The Oregon Venture Fund also receives investment from The Oregon Community Foundation, Meyer Memorial Trust, the State of Oregon, and regional colleges and universities, such as University of Oregon, Willamette University, Portland State University, and Lewis & Clark College.

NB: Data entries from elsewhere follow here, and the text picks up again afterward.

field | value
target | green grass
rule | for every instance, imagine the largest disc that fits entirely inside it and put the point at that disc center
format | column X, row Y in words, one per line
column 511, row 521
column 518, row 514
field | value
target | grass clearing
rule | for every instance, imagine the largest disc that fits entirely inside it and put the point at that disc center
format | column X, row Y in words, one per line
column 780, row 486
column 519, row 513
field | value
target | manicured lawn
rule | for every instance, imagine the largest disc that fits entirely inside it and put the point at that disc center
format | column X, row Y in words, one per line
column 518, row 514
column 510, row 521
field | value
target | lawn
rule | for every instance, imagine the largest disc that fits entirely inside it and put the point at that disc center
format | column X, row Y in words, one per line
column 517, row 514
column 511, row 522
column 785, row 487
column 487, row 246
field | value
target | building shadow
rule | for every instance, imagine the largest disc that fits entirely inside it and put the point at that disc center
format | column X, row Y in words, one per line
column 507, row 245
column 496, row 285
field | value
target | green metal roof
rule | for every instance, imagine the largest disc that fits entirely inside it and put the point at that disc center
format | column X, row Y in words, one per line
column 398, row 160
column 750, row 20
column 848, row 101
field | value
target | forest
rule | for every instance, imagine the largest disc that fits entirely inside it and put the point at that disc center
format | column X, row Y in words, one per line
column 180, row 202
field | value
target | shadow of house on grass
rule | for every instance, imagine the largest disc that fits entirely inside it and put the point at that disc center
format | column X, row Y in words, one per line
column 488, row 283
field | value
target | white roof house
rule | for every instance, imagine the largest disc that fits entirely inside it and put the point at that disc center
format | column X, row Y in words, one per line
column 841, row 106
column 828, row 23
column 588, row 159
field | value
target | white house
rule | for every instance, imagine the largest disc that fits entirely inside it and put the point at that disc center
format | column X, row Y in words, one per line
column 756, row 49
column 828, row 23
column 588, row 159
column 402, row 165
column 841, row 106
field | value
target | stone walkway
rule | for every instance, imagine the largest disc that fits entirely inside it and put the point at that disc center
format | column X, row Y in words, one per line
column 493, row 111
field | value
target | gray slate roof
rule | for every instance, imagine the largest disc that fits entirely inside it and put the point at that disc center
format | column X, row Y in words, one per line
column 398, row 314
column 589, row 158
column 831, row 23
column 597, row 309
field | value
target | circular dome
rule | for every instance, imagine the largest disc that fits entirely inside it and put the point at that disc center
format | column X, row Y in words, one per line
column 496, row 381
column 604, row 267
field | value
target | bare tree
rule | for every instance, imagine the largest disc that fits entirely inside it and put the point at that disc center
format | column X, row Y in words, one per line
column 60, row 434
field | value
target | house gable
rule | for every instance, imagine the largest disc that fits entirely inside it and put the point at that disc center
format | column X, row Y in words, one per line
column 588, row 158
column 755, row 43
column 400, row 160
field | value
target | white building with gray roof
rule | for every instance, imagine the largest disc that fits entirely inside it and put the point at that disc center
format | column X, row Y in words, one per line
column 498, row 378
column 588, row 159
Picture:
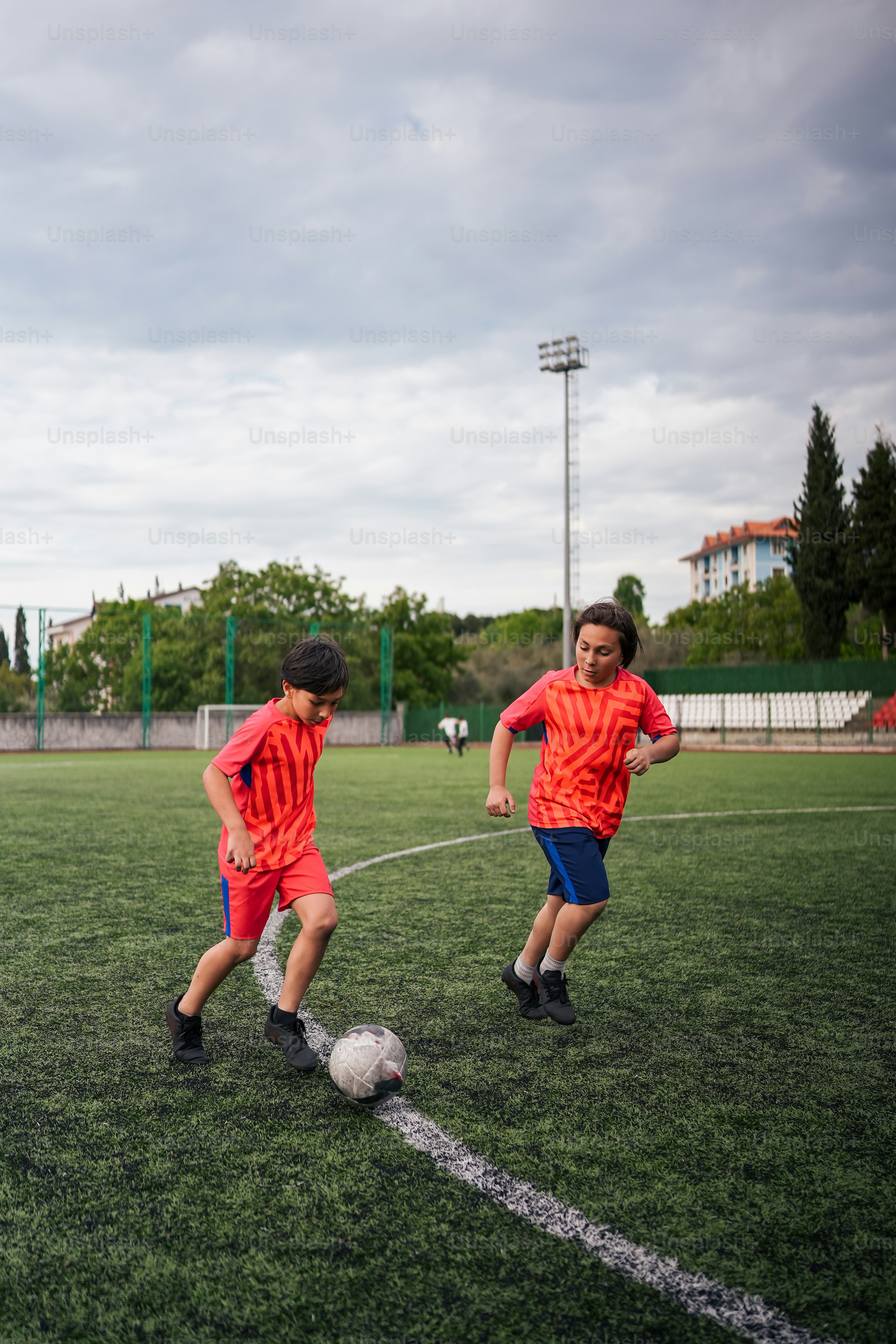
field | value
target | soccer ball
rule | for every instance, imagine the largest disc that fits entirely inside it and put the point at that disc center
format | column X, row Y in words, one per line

== Investments and exits ==
Oregon Venture Fund notable investments and exits include:

- Absci (Nasdaq IPO)
- Bigleaf Networks
- Brandlive
- Bright.MD (acquired by Cigna)
- ClearAccess (acquired by Cisco Systems)
- Cloud Campaign
- CrowdCompass (acquired by Cvent)
- Customer.io
- Digs
- Eclypsium
- Elemental Technologies (acquired by Amazon Web Services for $500 million)
- Gear Up
- Giftango (acquired by InComm)
- GlobeSherpa (acquired by Daimler AG)
- Gutsy
- Honey Mama's
- Hubb (acquired by Intrado)
- Hydrolix
- Inpria (acquired by JSR Corp. for $514 million)
- IOTAS (acquired by ADT)
- Jama Software (invested in 2008, acquired by Francisco Partners for $1.2 billion )
- Kivo
- Little Bird (acquired by Sprinklr)
- Lumen Learning
- Lumencor
- Meridian (acquired by Aruba for $26 million)
- NLM Photonics
- Opal
- Pacific Light Technologies (acquired by Osram)
- Poached Jobs
- Qualtik
- Rigado
- RISE Brewing
- Rumpl
- Salt & Straw
- Second Porch (acquired by HomeAway)
- Sila
- SmartRG (acquired by AdTran)
- Source
- Streem (acquired by Frontdoor)
- The Clymb (acquired by LeftLane Sports)
- The Wild (acquired by Autodesk)
- TrovaTrip
- UpSight Security
- Wayfinder
- Wicked Saints
- Wildfang

==Management==
Co-founded by Robert Ward and Eric Rosenfeld, in 2014 the fund was managed by Eric Rosenfeld, Alline Akintore, Deepthi Madhava, Melissa Freeman, Jon Maroney, Matt Compton, Lynn Fletcher, and Mary Geyer.